Kajian ini disusun untuk menjawab empat pertanyaan. Pertama, dari mana istilah “teonomi” berasal dan bagaimana maknanya berkembang secara historis? Kedua, kerangka teori apa yang tersedia untuk memahami hubungan antara otoritas Ilahi dan tatanan ekonomi? Ketiga, siapa saja tokoh yang merumuskan gagasan ini di berbagai tradisi? Keempat, bagaimana gagasan tersebut termanifestasi dalam praktik ekonomi lintas agama di kawasan Asia — kawasan yang secara unik menaungi hampir seluruh tradisi keagamaan besar dunia sekaligus menjadi pusat pertumbuhan ekonomi global tiga dekade terakhir.

II. Kerangka Teori: Dari Otonomi-Heteronomi ke Teonomi

2.1 Teonomi sebagai Kategori Teologis (Paul Tillich)

Penggunaan modern istilah “teonomi” yang paling berpengaruh secara filosofis berasal dari teolog Jerman-Amerika Paul Tillich.

Tillich merumuskan tiga kondisi kultural yang saling berdialektika: heteronomi — kondisi ketika norma dipaksakan dari luar dan mengancam kebebasan individu; otonomi — pemberontakan yang sah terhadap penindasan tersebut, namun berisiko menolak segala norma; dan teonomi — sintesis di mana norma dan nilai kembali mengekspresikan keyakinan individu yang bebas dalam masyarakat yang bebas, karena bersumber dari kedalaman (ground of being) yang sama dengan akal itu sendiri. [1] [2]

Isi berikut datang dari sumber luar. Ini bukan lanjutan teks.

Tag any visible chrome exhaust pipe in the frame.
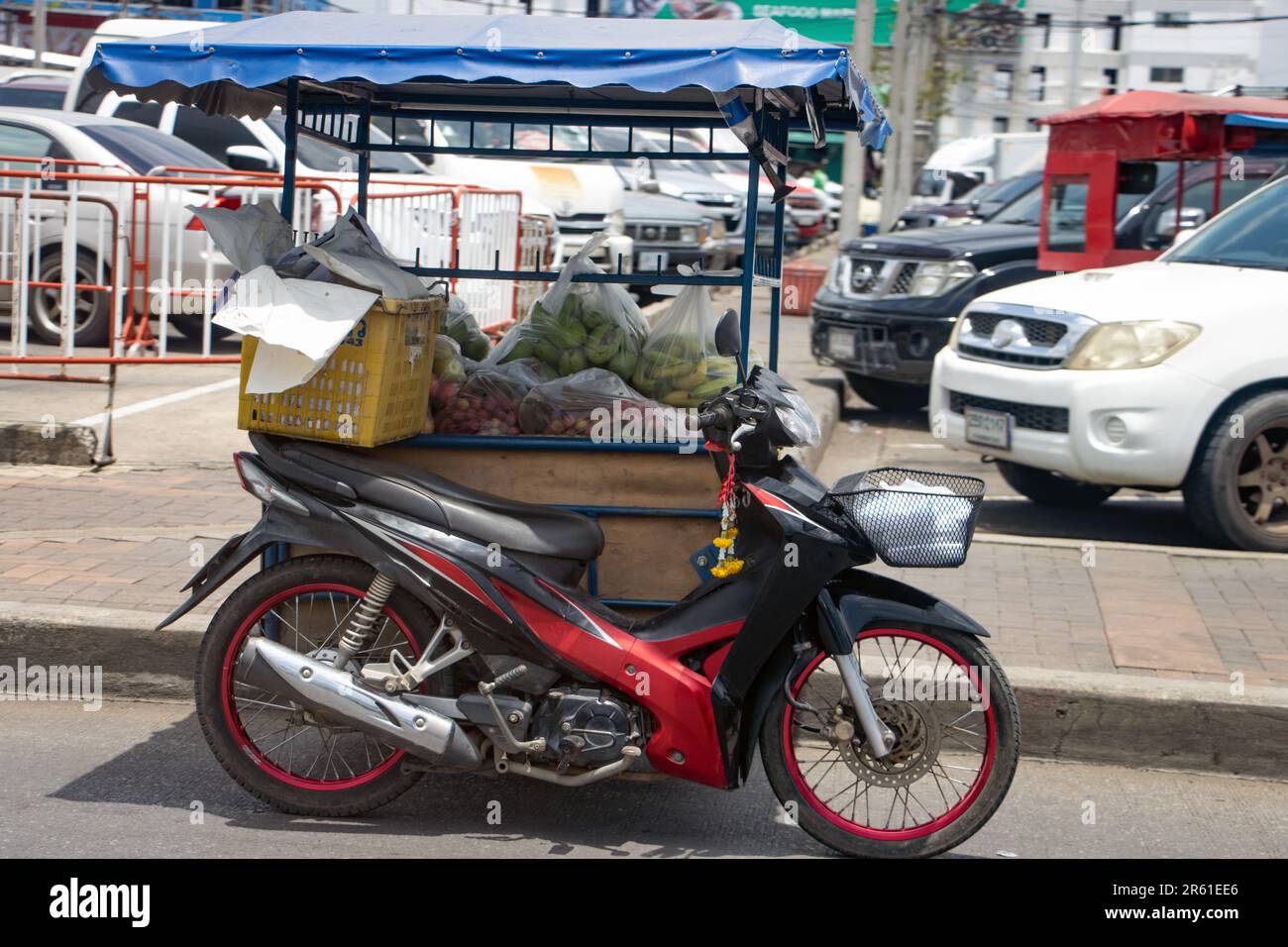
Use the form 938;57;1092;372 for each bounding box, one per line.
237;638;483;768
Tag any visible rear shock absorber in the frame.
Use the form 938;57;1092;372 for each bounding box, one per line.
332;573;395;670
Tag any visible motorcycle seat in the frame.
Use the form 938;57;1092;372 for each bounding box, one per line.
259;434;604;565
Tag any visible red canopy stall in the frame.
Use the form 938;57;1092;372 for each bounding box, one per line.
1038;91;1288;270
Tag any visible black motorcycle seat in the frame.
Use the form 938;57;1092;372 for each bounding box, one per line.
259;434;604;563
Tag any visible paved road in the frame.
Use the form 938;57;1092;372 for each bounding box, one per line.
0;702;1288;858
0;333;246;467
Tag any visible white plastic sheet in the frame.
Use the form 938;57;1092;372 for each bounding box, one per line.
213;265;378;394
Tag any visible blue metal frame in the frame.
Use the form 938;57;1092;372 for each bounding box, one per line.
277;78;800;608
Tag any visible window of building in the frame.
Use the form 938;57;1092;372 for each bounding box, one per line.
1105;17;1124;52
993;65;1015;102
1033;13;1051;49
1029;65;1046;102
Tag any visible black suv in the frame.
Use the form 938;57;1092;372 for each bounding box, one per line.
810;158;1278;411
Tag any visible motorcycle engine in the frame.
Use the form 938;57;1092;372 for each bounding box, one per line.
533;688;639;768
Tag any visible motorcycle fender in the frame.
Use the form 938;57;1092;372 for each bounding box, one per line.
156;509;318;631
820;570;989;653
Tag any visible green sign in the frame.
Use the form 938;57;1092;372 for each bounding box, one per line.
633;0;1024;47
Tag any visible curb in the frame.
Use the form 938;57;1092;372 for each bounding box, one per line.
0;601;1288;780
0;421;98;467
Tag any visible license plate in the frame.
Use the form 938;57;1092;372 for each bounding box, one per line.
639;253;671;273
962;407;1015;451
827;329;854;360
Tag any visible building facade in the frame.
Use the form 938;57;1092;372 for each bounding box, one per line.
937;0;1272;141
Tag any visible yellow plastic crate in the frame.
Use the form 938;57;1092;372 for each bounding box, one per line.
237;296;446;447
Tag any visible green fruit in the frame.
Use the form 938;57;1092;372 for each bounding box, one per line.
604;348;639;378
558;292;581;321
545;318;587;349
461;331;488;362
533;339;563;368
559;348;587;374
587;323;625;365
504;338;536;362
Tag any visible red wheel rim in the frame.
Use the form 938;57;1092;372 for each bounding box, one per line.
783;629;997;841
220;582;420;791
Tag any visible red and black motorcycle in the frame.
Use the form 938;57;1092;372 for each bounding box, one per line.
162;317;1019;856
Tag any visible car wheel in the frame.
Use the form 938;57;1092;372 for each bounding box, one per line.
170;313;233;343
1185;391;1288;553
845;371;930;412
27;252;112;346
997;460;1118;510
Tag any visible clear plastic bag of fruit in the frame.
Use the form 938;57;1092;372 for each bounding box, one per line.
434;360;546;434
519;368;675;440
631;265;738;407
488;233;648;381
438;292;492;362
429;334;465;414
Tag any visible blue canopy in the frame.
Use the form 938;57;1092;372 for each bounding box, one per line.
1225;112;1288;132
87;13;890;147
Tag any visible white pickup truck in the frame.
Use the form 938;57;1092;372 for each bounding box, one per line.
930;177;1288;552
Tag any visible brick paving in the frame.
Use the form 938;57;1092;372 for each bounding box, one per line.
0;466;1288;686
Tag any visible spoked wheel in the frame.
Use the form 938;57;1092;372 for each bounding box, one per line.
197;556;447;815
761;629;1019;857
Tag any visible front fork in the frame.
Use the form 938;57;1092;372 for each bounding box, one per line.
818;588;894;758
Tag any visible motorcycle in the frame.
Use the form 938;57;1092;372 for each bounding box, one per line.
161;313;1019;857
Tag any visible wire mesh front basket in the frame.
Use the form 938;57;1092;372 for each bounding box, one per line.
832;467;984;569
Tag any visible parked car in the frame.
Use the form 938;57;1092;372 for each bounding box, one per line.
811;158;1276;411
894;171;1042;231
931;179;1288;553
0;69;71;110
0;108;240;346
910;132;1047;209
65;20;572;270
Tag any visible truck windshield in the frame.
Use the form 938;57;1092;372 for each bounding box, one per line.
1162;179;1288;269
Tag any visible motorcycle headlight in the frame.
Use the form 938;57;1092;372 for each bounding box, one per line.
1065;320;1202;369
909;261;976;296
774;391;823;447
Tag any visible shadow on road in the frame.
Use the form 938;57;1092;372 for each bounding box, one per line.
52;714;865;858
979;497;1212;549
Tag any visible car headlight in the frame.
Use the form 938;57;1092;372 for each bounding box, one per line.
1065;320;1202;369
774;391;823;447
823;257;850;295
909;261;976;296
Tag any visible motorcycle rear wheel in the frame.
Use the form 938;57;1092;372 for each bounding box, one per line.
196;556;448;817
760;629;1020;858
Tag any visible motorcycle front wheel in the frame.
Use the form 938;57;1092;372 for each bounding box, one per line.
760;629;1020;858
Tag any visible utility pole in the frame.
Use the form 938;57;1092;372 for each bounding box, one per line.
1066;0;1086;108
881;0;919;231
31;0;48;69
838;0;876;240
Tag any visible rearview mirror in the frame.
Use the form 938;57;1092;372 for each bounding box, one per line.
716;309;742;359
224;145;274;171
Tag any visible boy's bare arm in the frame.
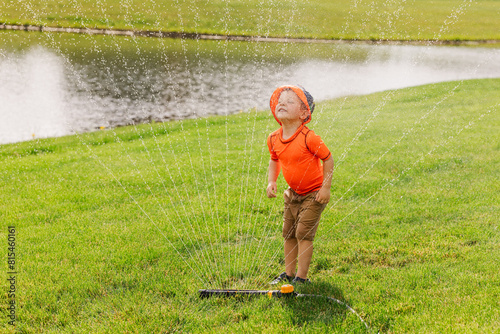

“Theonomous reason is autonomous reason united with its own depth, actualized in obedience to its structural laws and in the power of its own inexhaustible ground.”  — Paul Tillich, Systematic Theology

Dalam kerangka Tillich, teonomi bukan berarti pemerintahan teokratis atau hukum agama yang dipaksakan secara sipil, melainkan kondisi ketika rasionalitas manusia — termasuk rasionalitas ekonomi — secara otentik selaras dengan makna dan landasan ultimat kehidupan. Inilah yang membedakan teonomi dari teokrasi dalam pengertian politik-institusional.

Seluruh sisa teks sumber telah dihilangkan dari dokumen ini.